Koesmedi pada Senin (11/9) membantah disebut membela dan berjanji akan mengaudit Rumah Sakit Mitra Keluarga, Kalideres, soal beberapa langkah yang sudah mereka jalankan terhadap bayi Debora. “Nanti kami juga datang ke keluarga pasien menanyakan kalau informasi itu sudah benar apa belum. Ini langkahnya masih panjang makanya kami akan bikin tim,” ujarnya,
Direktur Rumah Sakit Mitra Keluarga Kalideres, Fransisca Dewi, menyatakan permohonan maaf dan turut berduka atas meninggalnya bayi Debora. “Kami akan mengembalikan biaya perawatan yang telah dikeluarkan keluarga untuk perawatan Debora di UGD RS Mitra Keluarga,” kata Dewi dalam konferensi pers di RS Mitra Keluarga Kalideres, Senin (11/9). “Seharusnya sudah ditanggung BPJS sejak awal,” ujar Dewi.

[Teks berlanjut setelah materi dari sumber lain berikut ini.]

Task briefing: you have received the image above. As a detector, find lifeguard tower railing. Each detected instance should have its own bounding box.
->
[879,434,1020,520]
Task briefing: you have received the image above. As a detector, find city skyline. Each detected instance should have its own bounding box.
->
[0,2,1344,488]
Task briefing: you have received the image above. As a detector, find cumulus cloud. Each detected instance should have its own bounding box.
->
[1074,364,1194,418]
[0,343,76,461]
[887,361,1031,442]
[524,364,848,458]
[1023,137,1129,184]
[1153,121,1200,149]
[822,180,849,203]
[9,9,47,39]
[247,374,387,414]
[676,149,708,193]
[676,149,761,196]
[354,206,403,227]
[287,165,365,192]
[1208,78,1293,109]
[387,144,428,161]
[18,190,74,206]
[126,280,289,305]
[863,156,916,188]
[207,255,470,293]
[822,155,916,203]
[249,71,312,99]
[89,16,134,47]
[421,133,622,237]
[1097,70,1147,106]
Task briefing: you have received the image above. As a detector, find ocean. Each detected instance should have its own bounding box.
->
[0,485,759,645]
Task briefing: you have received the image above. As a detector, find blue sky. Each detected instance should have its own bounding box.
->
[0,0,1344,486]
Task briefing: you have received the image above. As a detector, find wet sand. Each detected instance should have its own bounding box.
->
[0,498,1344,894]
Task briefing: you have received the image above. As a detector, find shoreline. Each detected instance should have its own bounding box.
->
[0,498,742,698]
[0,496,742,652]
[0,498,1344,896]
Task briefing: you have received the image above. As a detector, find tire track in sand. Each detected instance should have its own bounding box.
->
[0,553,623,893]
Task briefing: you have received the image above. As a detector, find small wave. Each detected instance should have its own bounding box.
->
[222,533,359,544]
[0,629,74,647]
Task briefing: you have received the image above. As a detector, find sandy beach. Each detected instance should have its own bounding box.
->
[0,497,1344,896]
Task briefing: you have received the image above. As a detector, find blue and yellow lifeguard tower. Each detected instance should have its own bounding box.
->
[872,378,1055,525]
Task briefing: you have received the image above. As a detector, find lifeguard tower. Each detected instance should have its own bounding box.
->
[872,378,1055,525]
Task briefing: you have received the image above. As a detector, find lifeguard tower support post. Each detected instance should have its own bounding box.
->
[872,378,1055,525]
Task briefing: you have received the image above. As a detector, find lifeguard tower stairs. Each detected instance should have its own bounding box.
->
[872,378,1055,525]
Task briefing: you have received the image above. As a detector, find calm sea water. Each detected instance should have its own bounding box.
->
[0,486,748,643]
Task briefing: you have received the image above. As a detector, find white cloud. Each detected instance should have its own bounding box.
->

Kepala Humas RS Mitra Keluarga Nendya Libriyani mengatakan, tidak ada perbedaan mendasar antara penanganan di Unit Gawat Darurat (UGD) maupun di Ruang PICU (Pediatric Intensive Care Unit) di Ruang Mitra Keluarga Kalideres. “Penanganan di UGD dan di PICU itu tidak ada perbedaan yang mendasar, hanya ruangannya yang berbeda, alatnya juga hampir sama
Kementerian Kesehatan menyatakan pernah mencabut izin operasional sebuah rumah sakit terkait masalah uang muka pelayanan medis. Hal itu dilakukan hingga rumah sakit memperbaiki sistem pelayanannya. “Ini sudah pernah terjadi sebelumnya, di rumah sakit mana ketahuan salah dia, kita cabut izinnya sampai enam bulan tidak bisa operasional, sampai dia perbaiki sistem,” kata Sekjen Kemenkes Untung Suseno Sutarjo di gedung DPR, Senayan, Jakarta, Senin (11/9).
Suseno mengatakan Kemenkes masih menunggu hasil investigasi atas kejadian yang terjadi di RS Mitra Keluarga Kalideres terkait meninggalnya bayi Debora. “Jadi Ibu Menkes dalam statement-nya 2×24 jam audit medis kasusnya. Jam per jam kan ada buktinya nanti di medical record alat. Keluarga juga ditanyain, dicocokkan dengan omongan RS. Kalau cocok, baru kita bisa ambil keputusan ini,” jelasnya.
Ketua Komisi IX DPR Dede Yusuf mengatakan UU Kesehatan No. 36/2009. jangan sampai ditafsirkan berbeda oleh pihak rumah sakit. Karena itu, pihaknya akan membahas peraturan tersebut. “Kita membahas peraturan ini, jangan sampai UU ini diinterpretasikan (tafsir) berbeda-beda oleh RS. Jadi harus ada SOP yang jelas.”
Target kita, kata Dede Yusuf di gedung DPR, Senayan, Jakarta, Senin (11/9), Kementerian Kesehatan segera duduk bersama stakeholder lainnya, baik swasta maupun pemerintah, untuk membuat SOP dalam penanganan emergency. Dede menambahkan, SOP dalam hal medis, teknis, dan administrasi tidak boleh bertubrukan. Karena rumah sakit juga dilarang meminta uang sesuai UU Kesehatan.